The study was carried out in 2021 and 2022 across 125 countries, with behavioral researchers speaking with almost 130,000 people, either by phone or in person.
This disconnect fuels climate anxiety, an overwhelming sense of guilt or panic over global heating and the cascading effects of climate change.
"Climate has been politicized in many, many parts of the world," said Li Shuo, who heads up the China Climate Hub at the Asia Society Policy Institute in Washington.
And yet, people continue to email and phone their senators and congressmembers, governors and state and city legislators. People continue to email and phone the Bureau of Land Management and the U.S. Forest Service and the National Park Service and the California Public Utilities Commission demanding action. They are largely ignored. They keep doing it.
Schoolchildren sue the states for environmental protection.
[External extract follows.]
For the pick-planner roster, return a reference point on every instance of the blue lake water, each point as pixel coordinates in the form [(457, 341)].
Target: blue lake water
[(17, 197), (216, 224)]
This actually succeeded, in Montana.
Judge Kathy Seeley of the 1st Judicial District Court in Montana found that Montana youth have a “fundamental constitutional right to a clean and healthful environment, which includes climate” as she struck down two laws that bar state agencies from considering the climate effects of fossil fuel projects.
As for Congress, there is one action that can be taken.
Vote.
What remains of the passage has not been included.